UN guidelines state that speeches at the General Assembly should last no longer than 15 minutes. However, former Libyan leader Muammar Gaddafi, was in no mood for checking his watch as the self-proclaimed King of Kings of Africa spoke nonstop for 75 minutes in 2009.

While Gaddafi was in his element, spare a thought for his poor interpreter. After translating for over an hour he literally fainted and can be heard saying into the live microphone in Arabic, “I just can’t take it anymore.”


Gaddafi did not manage to get anywhere near the record for the longest speech at the General Assembly. This feat is held by former Cuban President Fidel Castro, who spoke for four and a half hours in 1960.


2. Meet Hugo Chavez! A perfect singer, musician and exorcist!

The former President of Venezuela, Hugo Chavez made his speech in 2006, condemning the then US president George Bush, mainly for decisions regarding Washington’s foreign policy.

“Yesterday, the devil came here,” he said, referring to Bush’s appearance before UN General Assembly. “Right here. Right here. And it smells of sulfur still today, this table that I am now standing in front of.”

Apparently to banish the devil once and for all from UN session, the late Venezuelan leader made the sign of the cross, brought his hands together and prayed, while looking towards the ceiling.

Three years later, Chavez produced another stunt that will live long in the memory of those attending the UN General Assembly. In 2009, he started to sing an improvised song and even began to play an invisible guitar. The only thing missing was a sombrero!

3. ‘Bibi and his cartoon bomb’: Netanyahu mocked for Iran nuclear weapon claims

Israeli Prime Minister Benjamin Netanyahu’s decision to show the General Assembly a cartoon bomb in 2012 literally ‘blew’ the audience away. However, Netanyahu was in no mood for jokes. He wanted to show a graphic of just how close he believed Iran was to making a nuclear bomb.
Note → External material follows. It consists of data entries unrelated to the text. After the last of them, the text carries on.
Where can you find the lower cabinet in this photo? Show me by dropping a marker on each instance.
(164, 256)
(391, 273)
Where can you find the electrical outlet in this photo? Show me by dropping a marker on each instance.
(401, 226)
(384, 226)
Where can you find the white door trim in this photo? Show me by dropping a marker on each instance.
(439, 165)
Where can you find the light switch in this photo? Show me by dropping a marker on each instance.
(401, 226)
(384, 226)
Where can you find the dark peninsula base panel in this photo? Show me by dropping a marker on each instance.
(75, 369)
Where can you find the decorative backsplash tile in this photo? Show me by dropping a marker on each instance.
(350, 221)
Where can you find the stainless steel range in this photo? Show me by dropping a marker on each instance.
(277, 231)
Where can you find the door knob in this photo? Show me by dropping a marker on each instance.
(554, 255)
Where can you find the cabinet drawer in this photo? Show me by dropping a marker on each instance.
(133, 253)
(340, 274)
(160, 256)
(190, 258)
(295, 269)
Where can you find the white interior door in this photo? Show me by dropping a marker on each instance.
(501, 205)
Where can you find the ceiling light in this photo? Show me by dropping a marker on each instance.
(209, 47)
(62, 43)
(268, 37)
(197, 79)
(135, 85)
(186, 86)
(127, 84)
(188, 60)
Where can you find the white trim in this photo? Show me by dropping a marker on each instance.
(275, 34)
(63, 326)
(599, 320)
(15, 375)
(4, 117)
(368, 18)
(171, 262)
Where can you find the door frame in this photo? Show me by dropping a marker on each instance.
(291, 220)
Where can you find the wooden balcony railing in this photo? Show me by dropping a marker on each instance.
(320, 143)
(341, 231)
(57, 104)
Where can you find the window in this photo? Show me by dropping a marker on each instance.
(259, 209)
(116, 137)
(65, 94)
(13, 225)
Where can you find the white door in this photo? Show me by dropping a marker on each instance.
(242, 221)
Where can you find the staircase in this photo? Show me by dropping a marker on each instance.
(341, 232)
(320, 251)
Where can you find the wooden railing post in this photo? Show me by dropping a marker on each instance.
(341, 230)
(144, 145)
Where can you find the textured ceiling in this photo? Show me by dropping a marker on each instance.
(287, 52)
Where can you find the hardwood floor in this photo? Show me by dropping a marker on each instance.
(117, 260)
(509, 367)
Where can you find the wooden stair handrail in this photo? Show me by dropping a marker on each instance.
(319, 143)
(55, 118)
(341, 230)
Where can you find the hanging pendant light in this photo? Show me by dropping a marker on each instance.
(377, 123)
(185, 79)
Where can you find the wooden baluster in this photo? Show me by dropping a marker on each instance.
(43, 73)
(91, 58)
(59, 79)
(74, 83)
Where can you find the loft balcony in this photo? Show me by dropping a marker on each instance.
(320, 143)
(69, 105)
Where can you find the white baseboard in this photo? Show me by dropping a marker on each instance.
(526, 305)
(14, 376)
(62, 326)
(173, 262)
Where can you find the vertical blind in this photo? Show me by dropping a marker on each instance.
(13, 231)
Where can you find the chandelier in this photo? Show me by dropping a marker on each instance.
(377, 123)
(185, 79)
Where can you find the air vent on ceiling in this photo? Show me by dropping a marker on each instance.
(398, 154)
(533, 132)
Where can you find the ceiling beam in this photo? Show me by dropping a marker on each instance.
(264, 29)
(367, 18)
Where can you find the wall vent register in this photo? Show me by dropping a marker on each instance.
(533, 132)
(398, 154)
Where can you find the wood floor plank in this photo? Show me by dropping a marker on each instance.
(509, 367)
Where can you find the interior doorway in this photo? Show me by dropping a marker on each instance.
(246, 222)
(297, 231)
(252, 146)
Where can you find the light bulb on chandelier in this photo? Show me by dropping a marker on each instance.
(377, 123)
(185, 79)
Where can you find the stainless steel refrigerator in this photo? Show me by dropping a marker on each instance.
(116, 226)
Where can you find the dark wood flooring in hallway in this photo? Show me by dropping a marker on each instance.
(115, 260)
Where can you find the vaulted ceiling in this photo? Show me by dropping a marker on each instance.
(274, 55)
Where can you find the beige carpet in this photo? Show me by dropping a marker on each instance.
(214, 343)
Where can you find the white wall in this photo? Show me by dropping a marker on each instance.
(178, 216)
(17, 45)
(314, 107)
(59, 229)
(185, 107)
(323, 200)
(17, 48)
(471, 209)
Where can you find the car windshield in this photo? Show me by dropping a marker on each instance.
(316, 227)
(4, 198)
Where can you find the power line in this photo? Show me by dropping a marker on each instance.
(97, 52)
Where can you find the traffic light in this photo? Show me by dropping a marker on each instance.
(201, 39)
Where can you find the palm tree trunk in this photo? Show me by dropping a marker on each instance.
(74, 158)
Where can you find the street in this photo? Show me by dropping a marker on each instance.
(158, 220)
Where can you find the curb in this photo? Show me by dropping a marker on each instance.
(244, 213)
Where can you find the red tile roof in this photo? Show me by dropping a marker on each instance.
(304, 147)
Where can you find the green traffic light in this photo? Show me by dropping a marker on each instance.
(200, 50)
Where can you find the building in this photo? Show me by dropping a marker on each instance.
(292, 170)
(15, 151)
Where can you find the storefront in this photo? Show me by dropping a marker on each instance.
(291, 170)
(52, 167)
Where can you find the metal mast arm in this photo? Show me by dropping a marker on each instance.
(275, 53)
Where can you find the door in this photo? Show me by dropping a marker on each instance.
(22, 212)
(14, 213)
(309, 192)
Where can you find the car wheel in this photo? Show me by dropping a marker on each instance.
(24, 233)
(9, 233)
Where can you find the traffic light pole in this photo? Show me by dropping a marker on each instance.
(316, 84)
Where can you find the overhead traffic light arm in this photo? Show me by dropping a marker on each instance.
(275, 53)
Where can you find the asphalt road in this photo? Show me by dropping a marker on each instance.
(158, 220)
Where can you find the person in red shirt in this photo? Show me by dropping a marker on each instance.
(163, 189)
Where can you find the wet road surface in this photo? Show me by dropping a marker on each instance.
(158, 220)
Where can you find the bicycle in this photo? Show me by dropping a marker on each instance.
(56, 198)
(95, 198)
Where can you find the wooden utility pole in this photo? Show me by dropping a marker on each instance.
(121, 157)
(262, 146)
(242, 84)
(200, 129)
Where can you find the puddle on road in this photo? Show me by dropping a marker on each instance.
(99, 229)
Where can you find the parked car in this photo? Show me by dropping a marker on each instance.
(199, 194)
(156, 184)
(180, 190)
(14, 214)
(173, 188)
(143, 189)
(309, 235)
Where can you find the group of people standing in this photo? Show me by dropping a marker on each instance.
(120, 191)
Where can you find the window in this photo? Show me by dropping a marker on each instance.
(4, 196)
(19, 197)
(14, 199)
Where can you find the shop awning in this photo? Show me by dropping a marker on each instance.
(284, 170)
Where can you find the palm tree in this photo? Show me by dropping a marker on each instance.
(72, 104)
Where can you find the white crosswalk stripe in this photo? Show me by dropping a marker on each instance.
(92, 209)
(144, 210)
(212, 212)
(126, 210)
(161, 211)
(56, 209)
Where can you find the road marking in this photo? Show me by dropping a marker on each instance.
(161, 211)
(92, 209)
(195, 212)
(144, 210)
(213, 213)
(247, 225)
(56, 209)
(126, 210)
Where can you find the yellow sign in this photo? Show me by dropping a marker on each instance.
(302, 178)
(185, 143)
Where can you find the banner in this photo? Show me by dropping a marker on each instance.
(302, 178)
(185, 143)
“This is a bomb, and this is a fuse,” began Bibi, sounding very much like a physics teacher. He said that Iran was 70 percent of the way to completing its "plans to build a nuclear weapon," and drew a "red line" at the 90 percent mark, claiming Tehran's first weapon would be ready "by next spring, at most by next summer."

4. ‘British PM is like Hitler, sorry, Churchill. I meant Churchill’ - Idi Amin

The notorious former Ugandan dictator Idi Amin had more than just a bit of a historical mix-up, while speaking at the General Assembly in 1973. He praised the British Prime Minister Edward Heath, by comparing him to… Adolf Hitler. This was not just a slip of the tongue, as he didn’t mean ‘hunter’ or ‘hitter’ – he quite clearly said ‘Hitler,’ a leader who he had previously praised on a number of occasions.

When asked by a German journalist to comment on calling Heath ‘Hitler,’ the former Uganda leader said:

"Not Hitler — I meant Winston Churchill. Mr. Heath is like Winston Churchill. Please make that Churchill. I don't want to quarrel with my friends. I don't want to open a second-line front against me," he almost begged.


5. Soviet leader Nikita Khrushchev, the man who banged his shoe... or did he?

What is Nikita Krushchev best remembered for? Allegedly banging his shoe at the UN General Assembly in 1960 is certainly near the top of the list. The former Soviet leader is believed to have taken off his piece of footwear and banged it on the table in order to get everyone’s attention. However, 55 years on and it is still being debated whether a shoe was actually used or not, with some people saying that there was no shoe at all and the pictures which were released were doctored.


Those who believe that the incident did take place said it was caused after a member of a delegation from the Philippines saying, "The peoples of Eastern Europe and elsewhere” were “swallowed up by the Soviet Union". This apparently made Khrushchev so angry that he first started banging a table with his fists suddenly he took off his right shoe, showed it to the surprised audience and then furiously banged it, until everyone at the session became silent and looked at the Soviet leader.